I've got a base class and then several derived classes. I would like to overload the "<<" operator for these derived classes. For normal operators, i.e. '+', virtual functions do the trick. What I understand to be the standard convention is to declare
friend ostream& operator<<(ostream& out, MyClass& A);
within my class and then define the function after the class. A priori I would think adding virtual to the above definition would make it work, but after some thought (and errors from my compiler) I realize that doesn't make much sense.
I tried a different tack on a test case, where all the class members are public. For example:
class Foo{
//bla
};
ostream& operator<<(ostream& out, Foo& foo){
cout << "Foo" << endl;
return foo;
}
class Bar : public Foo{
//bla
};
ostream& operator<<(ostream& out, Bar& bar){
cout << "Bar" << endl;
return bar;
}
///////////////////////
Bar bar = Bar();
cout << bar << endl; // outputs 'Foo', not 'Bar'
So in some way this is "polymorphism gone bad" -- the base class operator<< is being called rather than the derived class operator. In the above example, how do I make the correct operator get called for the derived class? And more generally, if my class has private members I want to protect, how can I correct the operator overloading while using the friend keyword?
We can overload the '>>' and '<<' operators to take input in a linked list and print the element in the linked list in C++. It has the ability to provide the operators with a special meaning for a data type, this ability is known as Operator Overloading.
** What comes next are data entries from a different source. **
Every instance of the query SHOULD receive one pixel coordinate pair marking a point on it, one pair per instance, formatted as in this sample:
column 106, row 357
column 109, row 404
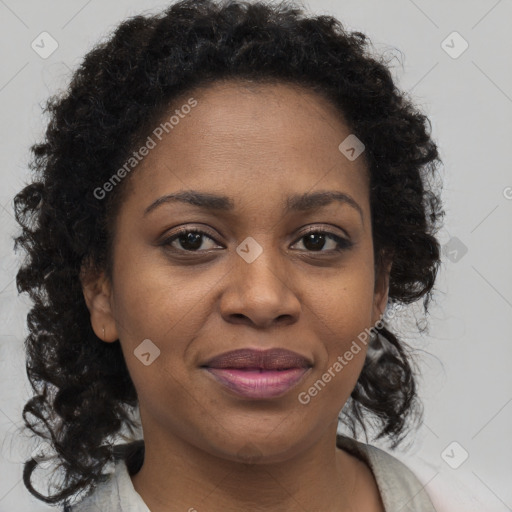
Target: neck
column 319, row 477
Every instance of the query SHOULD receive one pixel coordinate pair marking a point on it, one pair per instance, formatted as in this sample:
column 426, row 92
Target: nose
column 260, row 293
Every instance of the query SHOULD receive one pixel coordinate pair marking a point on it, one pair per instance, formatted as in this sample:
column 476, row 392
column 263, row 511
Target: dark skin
column 207, row 449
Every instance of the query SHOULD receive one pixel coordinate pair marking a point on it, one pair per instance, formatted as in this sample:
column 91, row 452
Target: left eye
column 316, row 240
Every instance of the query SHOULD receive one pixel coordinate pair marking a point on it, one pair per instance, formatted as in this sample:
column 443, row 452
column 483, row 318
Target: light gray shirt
column 400, row 489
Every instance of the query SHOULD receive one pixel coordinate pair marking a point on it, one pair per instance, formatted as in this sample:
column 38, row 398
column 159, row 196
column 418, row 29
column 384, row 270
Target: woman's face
column 254, row 280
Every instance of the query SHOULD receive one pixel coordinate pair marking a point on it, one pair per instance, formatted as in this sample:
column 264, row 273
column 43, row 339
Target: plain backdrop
column 463, row 450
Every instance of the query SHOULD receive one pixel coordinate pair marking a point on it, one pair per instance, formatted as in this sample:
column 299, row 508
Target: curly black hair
column 83, row 393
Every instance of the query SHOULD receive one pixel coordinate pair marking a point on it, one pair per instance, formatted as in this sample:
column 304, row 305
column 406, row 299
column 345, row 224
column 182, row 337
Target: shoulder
column 399, row 487
column 100, row 497
column 115, row 494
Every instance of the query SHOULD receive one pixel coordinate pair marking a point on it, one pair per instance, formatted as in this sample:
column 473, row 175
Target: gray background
column 466, row 380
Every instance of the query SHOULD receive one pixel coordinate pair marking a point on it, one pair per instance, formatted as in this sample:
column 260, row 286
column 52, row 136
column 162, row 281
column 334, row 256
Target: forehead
column 249, row 137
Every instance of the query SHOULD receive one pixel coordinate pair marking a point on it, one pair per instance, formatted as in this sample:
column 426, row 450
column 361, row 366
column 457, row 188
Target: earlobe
column 381, row 292
column 97, row 293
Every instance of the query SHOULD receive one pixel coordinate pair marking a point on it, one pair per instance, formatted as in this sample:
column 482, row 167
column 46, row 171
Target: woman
column 227, row 199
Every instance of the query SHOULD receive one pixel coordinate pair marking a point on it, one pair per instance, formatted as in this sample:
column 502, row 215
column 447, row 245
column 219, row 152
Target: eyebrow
column 294, row 203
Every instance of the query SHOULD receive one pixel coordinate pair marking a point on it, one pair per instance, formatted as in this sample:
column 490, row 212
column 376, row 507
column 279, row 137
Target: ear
column 381, row 290
column 97, row 291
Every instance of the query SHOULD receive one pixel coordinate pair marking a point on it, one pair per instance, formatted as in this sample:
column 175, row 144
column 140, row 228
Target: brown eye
column 317, row 241
column 190, row 240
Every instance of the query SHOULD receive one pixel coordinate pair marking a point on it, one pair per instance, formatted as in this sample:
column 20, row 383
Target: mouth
column 258, row 374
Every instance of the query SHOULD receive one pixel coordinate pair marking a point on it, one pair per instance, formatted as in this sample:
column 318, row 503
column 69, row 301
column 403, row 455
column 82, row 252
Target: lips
column 258, row 374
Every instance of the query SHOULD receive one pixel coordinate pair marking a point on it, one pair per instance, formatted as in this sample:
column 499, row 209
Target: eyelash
column 342, row 243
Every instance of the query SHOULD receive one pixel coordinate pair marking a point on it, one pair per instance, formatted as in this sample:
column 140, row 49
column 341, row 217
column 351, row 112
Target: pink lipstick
column 258, row 374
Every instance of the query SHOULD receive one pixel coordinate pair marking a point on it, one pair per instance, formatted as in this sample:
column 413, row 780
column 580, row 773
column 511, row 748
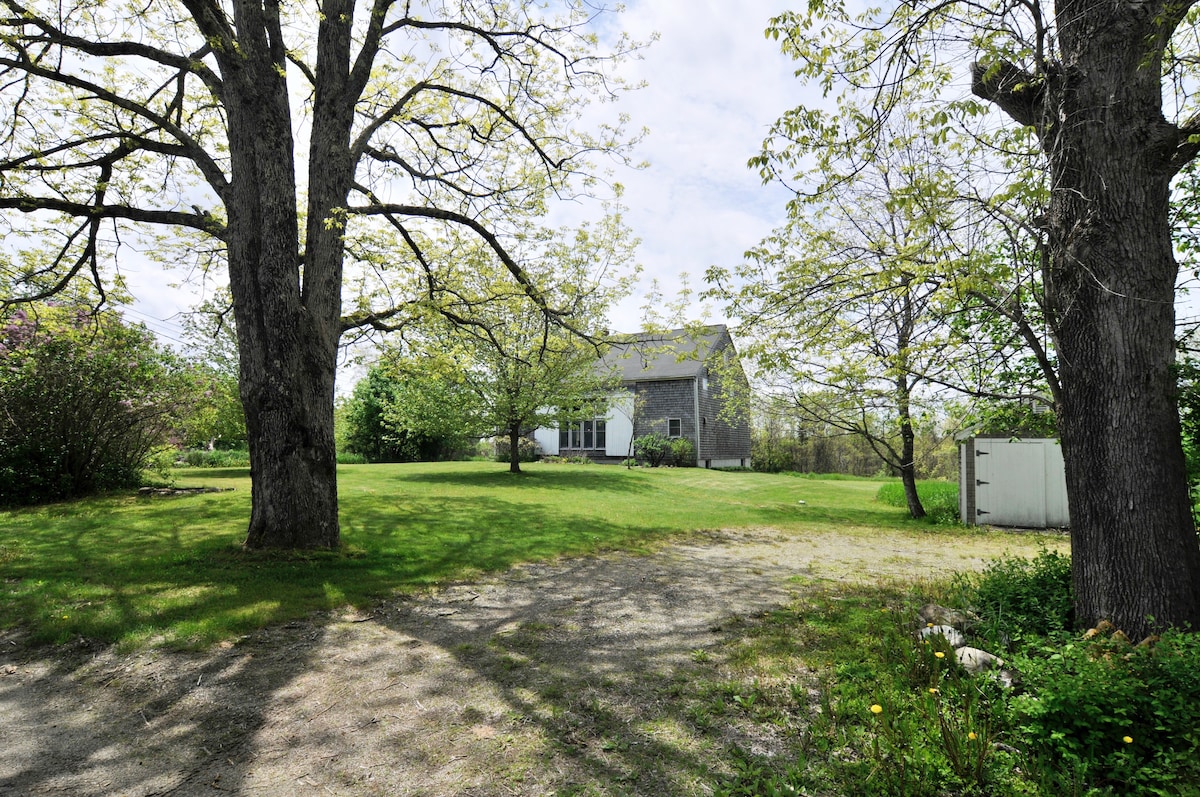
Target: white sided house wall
column 1019, row 483
column 618, row 429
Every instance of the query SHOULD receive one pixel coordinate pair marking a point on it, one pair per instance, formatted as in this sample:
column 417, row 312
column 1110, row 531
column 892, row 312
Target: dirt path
column 529, row 683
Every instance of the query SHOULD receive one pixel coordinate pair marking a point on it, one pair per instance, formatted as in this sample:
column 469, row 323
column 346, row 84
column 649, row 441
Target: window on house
column 587, row 435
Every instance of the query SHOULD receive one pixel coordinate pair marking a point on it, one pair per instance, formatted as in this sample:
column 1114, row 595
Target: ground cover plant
column 1091, row 715
column 132, row 570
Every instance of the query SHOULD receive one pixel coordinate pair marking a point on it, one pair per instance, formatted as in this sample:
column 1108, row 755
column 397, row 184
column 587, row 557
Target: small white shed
column 1012, row 481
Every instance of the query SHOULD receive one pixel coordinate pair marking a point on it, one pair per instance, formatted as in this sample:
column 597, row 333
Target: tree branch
column 1009, row 88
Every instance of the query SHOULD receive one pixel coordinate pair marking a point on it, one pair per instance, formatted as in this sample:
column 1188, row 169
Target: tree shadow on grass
column 535, row 477
column 568, row 677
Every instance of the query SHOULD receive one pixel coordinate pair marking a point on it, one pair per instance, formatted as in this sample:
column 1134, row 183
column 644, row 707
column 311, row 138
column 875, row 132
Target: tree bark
column 909, row 465
column 287, row 329
column 514, row 449
column 1111, row 291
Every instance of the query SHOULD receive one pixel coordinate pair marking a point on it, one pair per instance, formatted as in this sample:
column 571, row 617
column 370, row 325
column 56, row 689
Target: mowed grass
column 139, row 570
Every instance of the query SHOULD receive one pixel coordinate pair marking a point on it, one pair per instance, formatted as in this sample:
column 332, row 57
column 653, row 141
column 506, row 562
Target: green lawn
column 169, row 570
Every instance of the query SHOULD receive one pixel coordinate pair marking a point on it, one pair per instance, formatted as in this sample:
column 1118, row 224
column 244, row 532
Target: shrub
column 215, row 457
column 367, row 431
column 1019, row 598
column 87, row 401
column 1108, row 715
column 683, row 453
column 653, row 448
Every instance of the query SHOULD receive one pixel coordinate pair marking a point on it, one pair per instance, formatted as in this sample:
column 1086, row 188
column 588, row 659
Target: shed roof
column 673, row 354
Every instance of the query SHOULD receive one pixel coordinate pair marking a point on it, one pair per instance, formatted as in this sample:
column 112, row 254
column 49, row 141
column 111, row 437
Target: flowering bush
column 85, row 402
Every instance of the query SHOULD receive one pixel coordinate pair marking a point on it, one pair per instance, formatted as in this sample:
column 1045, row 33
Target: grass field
column 171, row 570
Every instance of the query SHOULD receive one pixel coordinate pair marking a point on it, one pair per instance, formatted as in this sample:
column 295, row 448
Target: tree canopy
column 1085, row 85
column 322, row 154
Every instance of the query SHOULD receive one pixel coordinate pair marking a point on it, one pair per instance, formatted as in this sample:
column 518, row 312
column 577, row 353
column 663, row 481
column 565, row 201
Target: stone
column 952, row 635
column 940, row 615
column 977, row 663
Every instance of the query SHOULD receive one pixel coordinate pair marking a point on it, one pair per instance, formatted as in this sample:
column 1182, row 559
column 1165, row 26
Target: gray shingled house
column 670, row 383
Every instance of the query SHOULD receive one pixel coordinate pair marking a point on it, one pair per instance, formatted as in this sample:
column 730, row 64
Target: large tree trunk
column 287, row 323
column 1111, row 287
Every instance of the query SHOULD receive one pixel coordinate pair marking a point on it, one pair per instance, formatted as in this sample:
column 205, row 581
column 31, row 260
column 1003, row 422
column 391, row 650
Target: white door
column 1011, row 483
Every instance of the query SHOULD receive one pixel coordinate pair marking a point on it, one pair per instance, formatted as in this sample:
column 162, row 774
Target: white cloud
column 714, row 85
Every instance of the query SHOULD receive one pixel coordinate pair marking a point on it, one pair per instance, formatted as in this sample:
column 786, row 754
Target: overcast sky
column 714, row 85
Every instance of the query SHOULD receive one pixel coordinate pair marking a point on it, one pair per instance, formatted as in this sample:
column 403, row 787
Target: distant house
column 670, row 383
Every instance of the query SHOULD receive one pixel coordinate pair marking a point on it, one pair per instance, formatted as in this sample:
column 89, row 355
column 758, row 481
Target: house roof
column 673, row 354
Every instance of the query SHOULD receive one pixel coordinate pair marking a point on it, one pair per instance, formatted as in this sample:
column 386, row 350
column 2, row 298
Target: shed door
column 1011, row 484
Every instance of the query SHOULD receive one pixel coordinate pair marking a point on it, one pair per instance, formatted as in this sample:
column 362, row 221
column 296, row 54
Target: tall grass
column 940, row 499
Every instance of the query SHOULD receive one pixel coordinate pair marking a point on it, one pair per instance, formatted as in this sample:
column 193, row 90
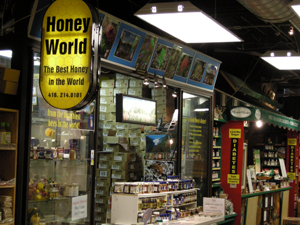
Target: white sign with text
column 215, row 205
column 79, row 207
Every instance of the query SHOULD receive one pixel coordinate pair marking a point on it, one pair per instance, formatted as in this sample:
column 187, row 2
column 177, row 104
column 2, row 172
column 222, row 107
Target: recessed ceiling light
column 186, row 22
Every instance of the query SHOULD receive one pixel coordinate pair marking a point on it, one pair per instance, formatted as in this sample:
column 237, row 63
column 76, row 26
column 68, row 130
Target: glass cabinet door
column 195, row 141
column 60, row 188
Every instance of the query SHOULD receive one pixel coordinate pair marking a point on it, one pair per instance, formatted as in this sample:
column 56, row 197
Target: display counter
column 271, row 206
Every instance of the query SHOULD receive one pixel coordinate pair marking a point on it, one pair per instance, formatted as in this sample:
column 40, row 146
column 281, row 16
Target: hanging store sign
column 70, row 37
column 233, row 177
column 292, row 142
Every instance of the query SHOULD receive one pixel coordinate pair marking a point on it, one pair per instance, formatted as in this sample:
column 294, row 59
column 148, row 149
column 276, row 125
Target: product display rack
column 8, row 157
column 125, row 206
column 217, row 152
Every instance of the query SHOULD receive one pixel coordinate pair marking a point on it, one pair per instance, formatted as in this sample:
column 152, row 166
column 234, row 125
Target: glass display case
column 195, row 141
column 60, row 173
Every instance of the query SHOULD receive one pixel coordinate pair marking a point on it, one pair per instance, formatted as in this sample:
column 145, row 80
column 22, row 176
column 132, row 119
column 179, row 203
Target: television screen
column 132, row 109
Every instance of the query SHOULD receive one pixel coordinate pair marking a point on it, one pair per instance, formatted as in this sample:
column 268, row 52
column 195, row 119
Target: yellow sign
column 292, row 141
column 233, row 178
column 292, row 176
column 66, row 53
column 234, row 133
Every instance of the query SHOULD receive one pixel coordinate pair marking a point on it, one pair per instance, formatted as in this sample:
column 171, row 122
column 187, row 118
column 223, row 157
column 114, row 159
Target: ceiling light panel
column 186, row 22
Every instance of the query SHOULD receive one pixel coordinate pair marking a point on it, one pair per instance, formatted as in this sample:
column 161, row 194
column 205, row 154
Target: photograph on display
column 127, row 45
column 172, row 65
column 210, row 74
column 184, row 65
column 109, row 32
column 161, row 57
column 158, row 169
column 198, row 70
column 145, row 52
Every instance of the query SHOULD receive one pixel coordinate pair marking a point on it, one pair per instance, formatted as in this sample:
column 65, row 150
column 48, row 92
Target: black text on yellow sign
column 66, row 53
column 292, row 141
column 292, row 158
column 291, row 176
column 234, row 156
column 233, row 178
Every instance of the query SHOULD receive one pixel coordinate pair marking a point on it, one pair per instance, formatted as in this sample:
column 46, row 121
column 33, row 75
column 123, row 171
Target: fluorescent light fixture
column 201, row 110
column 283, row 60
column 186, row 22
column 6, row 53
column 187, row 95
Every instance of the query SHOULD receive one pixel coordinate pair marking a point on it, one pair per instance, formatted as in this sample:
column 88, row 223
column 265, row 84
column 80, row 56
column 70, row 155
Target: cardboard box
column 7, row 87
column 107, row 84
column 120, row 91
column 104, row 173
column 115, row 165
column 8, row 74
column 108, row 125
column 103, row 200
column 104, row 165
column 125, row 157
column 135, row 83
column 121, row 83
column 138, row 91
column 106, row 91
column 107, row 108
column 106, row 100
column 122, row 126
column 291, row 221
column 114, row 148
column 116, row 140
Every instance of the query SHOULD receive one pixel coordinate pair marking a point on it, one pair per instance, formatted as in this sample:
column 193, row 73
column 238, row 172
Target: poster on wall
column 127, row 45
column 198, row 70
column 184, row 65
column 161, row 57
column 158, row 169
column 210, row 74
column 174, row 60
column 110, row 29
column 145, row 53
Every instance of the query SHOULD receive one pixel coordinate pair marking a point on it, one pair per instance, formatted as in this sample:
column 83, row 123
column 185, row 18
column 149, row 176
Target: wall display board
column 145, row 51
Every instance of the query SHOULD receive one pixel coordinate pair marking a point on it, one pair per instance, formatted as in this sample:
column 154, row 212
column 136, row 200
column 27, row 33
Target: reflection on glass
column 195, row 136
column 59, row 161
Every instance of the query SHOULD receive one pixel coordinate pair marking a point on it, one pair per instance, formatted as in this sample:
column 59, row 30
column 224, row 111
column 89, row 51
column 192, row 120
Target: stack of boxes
column 118, row 143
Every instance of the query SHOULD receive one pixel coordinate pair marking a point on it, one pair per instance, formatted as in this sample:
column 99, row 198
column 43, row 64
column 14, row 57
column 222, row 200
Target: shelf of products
column 8, row 160
column 129, row 208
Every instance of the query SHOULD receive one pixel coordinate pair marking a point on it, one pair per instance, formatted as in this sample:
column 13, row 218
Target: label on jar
column 100, row 184
column 118, row 158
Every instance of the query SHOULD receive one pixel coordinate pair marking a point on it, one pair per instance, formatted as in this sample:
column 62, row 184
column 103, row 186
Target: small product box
column 107, row 108
column 106, row 100
column 107, row 84
column 120, row 91
column 135, row 83
column 136, row 91
column 106, row 91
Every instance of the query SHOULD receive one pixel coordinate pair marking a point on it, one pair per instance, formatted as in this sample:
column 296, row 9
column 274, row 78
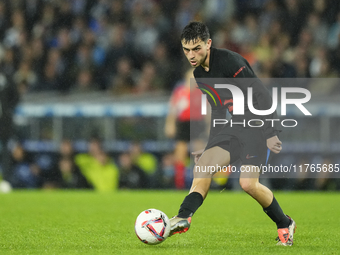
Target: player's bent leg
column 203, row 171
column 249, row 181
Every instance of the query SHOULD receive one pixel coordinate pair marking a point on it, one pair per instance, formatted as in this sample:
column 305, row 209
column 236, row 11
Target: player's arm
column 271, row 129
column 241, row 69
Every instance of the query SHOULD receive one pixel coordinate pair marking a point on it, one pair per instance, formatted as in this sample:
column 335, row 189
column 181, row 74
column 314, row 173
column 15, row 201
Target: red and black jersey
column 233, row 69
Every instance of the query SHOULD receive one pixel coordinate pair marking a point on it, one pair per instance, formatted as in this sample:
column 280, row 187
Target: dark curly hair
column 195, row 31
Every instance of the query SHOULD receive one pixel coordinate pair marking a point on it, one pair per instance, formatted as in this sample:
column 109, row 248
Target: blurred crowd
column 90, row 169
column 132, row 46
column 96, row 169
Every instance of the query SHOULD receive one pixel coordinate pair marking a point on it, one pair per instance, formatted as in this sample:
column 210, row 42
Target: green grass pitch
column 82, row 222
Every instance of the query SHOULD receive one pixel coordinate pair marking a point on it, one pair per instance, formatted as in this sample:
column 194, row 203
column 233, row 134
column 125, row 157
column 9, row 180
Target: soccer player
column 227, row 144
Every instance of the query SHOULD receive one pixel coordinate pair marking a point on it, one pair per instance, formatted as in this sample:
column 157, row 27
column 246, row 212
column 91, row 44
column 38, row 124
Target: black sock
column 275, row 212
column 190, row 204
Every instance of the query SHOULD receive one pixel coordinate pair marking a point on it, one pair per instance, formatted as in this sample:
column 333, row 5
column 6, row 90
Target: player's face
column 196, row 52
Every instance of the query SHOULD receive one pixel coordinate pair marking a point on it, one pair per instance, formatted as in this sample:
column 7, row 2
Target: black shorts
column 247, row 144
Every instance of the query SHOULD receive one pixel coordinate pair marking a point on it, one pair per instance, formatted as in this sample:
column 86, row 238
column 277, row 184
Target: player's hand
column 197, row 155
column 274, row 144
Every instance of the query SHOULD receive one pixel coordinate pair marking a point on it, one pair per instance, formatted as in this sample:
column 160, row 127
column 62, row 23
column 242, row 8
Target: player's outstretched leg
column 285, row 225
column 199, row 188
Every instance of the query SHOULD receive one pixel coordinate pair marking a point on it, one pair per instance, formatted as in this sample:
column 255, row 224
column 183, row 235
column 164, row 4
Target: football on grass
column 152, row 226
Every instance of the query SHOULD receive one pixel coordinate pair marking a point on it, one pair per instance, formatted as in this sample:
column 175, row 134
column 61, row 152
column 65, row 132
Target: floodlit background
column 88, row 83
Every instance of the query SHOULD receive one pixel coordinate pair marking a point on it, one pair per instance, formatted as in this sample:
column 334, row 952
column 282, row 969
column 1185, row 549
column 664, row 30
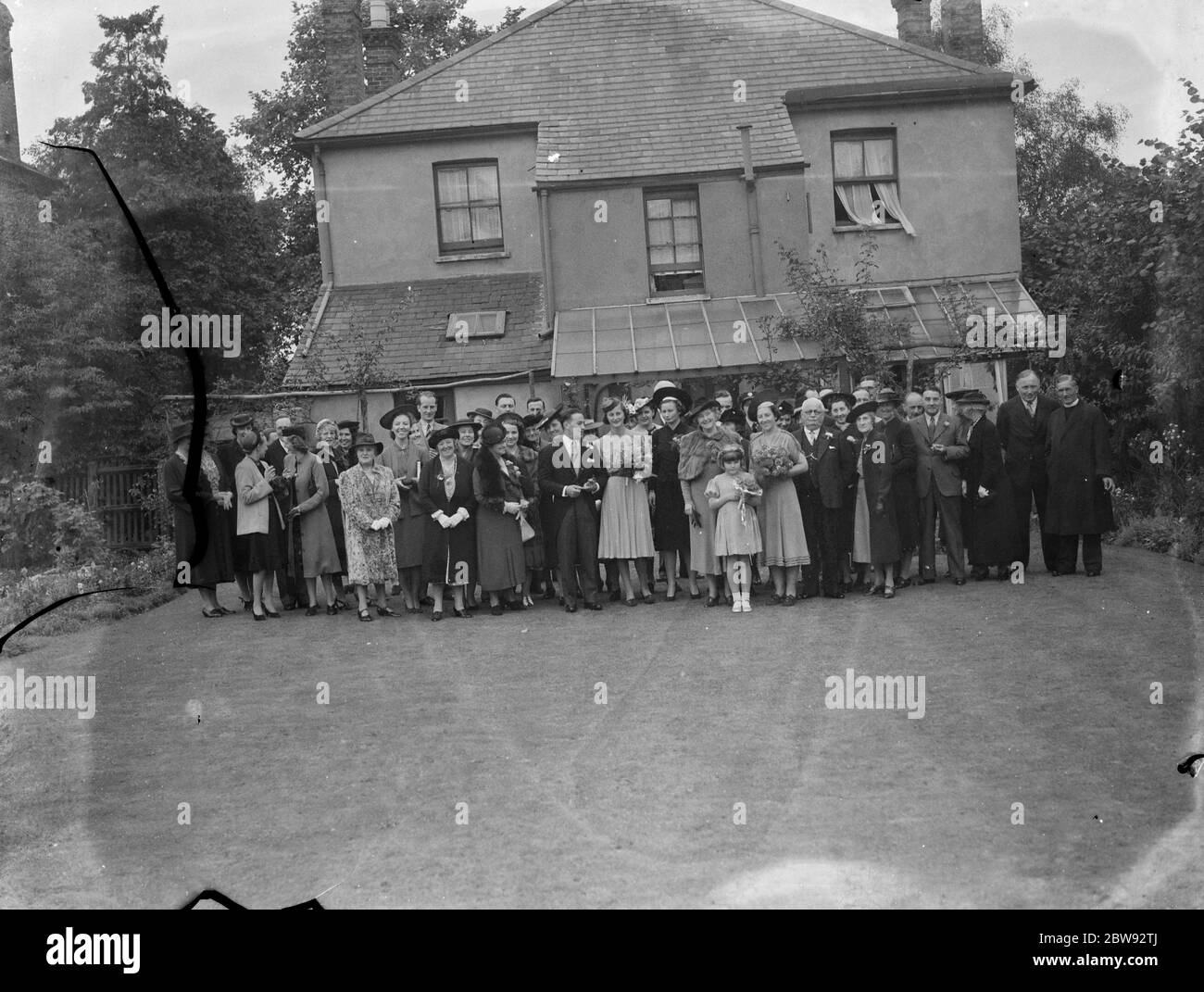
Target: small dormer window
column 469, row 206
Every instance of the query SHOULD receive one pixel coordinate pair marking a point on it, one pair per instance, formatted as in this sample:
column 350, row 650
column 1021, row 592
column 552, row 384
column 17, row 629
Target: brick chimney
column 915, row 20
column 961, row 25
column 382, row 48
column 10, row 140
column 345, row 53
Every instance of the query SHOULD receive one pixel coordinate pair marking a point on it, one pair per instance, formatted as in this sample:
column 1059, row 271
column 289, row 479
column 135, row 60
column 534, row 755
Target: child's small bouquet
column 775, row 466
column 746, row 486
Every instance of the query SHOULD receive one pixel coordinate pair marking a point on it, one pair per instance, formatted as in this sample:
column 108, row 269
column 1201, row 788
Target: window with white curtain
column 469, row 206
column 674, row 241
column 865, row 179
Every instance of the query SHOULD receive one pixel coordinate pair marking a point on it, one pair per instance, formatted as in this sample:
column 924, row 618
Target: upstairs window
column 674, row 242
column 866, row 183
column 469, row 206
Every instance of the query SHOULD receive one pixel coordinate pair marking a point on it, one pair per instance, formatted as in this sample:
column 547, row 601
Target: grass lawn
column 1035, row 695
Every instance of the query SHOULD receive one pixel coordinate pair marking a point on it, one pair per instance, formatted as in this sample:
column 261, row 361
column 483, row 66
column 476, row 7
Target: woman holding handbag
column 260, row 522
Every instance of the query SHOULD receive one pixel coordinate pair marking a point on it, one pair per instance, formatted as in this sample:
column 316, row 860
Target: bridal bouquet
column 775, row 466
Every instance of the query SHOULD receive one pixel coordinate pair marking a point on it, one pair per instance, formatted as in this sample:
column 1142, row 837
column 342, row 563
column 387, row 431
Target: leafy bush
column 23, row 593
column 1175, row 536
column 40, row 526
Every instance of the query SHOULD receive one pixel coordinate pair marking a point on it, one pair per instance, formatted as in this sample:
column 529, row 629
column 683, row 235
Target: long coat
column 671, row 529
column 217, row 566
column 988, row 524
column 903, row 461
column 879, row 474
column 1078, row 458
column 369, row 495
column 449, row 553
column 320, row 554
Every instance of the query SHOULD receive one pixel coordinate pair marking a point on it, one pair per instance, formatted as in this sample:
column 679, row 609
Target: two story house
column 598, row 193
By overloading the operators, we can give additional meaning to the operators like +-*/=.,= etc., which by default are supposed to work only on standard data types like int, float, char, void etc. It is an essential concept in C++.
Overloading allows several function definitions for the same name, distinguished primarily through different argument types; it is typically resolved at compile-time. Inheritance allows subclasses to define more special versions of the same function; it is typically resolved at run-time.
The reason is same as explained in C++ program. Like C++, there is no overload resolution between class Base and class Derived. In C#, there is no overloading across scopes derived class scopes are not an exception to this general rule.
You can use a virtual helper function. Here's a completely untested example, so excuse any syntax mistakes:
virtual ostream& Foo::print(ostream& out) const {
return out << "Foo";
}
virtual ostream& Bar::print(ostream& out) const {
return out << "Bar";
}
// If print is public, this doesn't need to be a friend.
ostream& operator<<(ostream& out, const Foo& foo) {
return foo.print(out);
}
Edit: Cleaned up per @Omnifarious suggestions.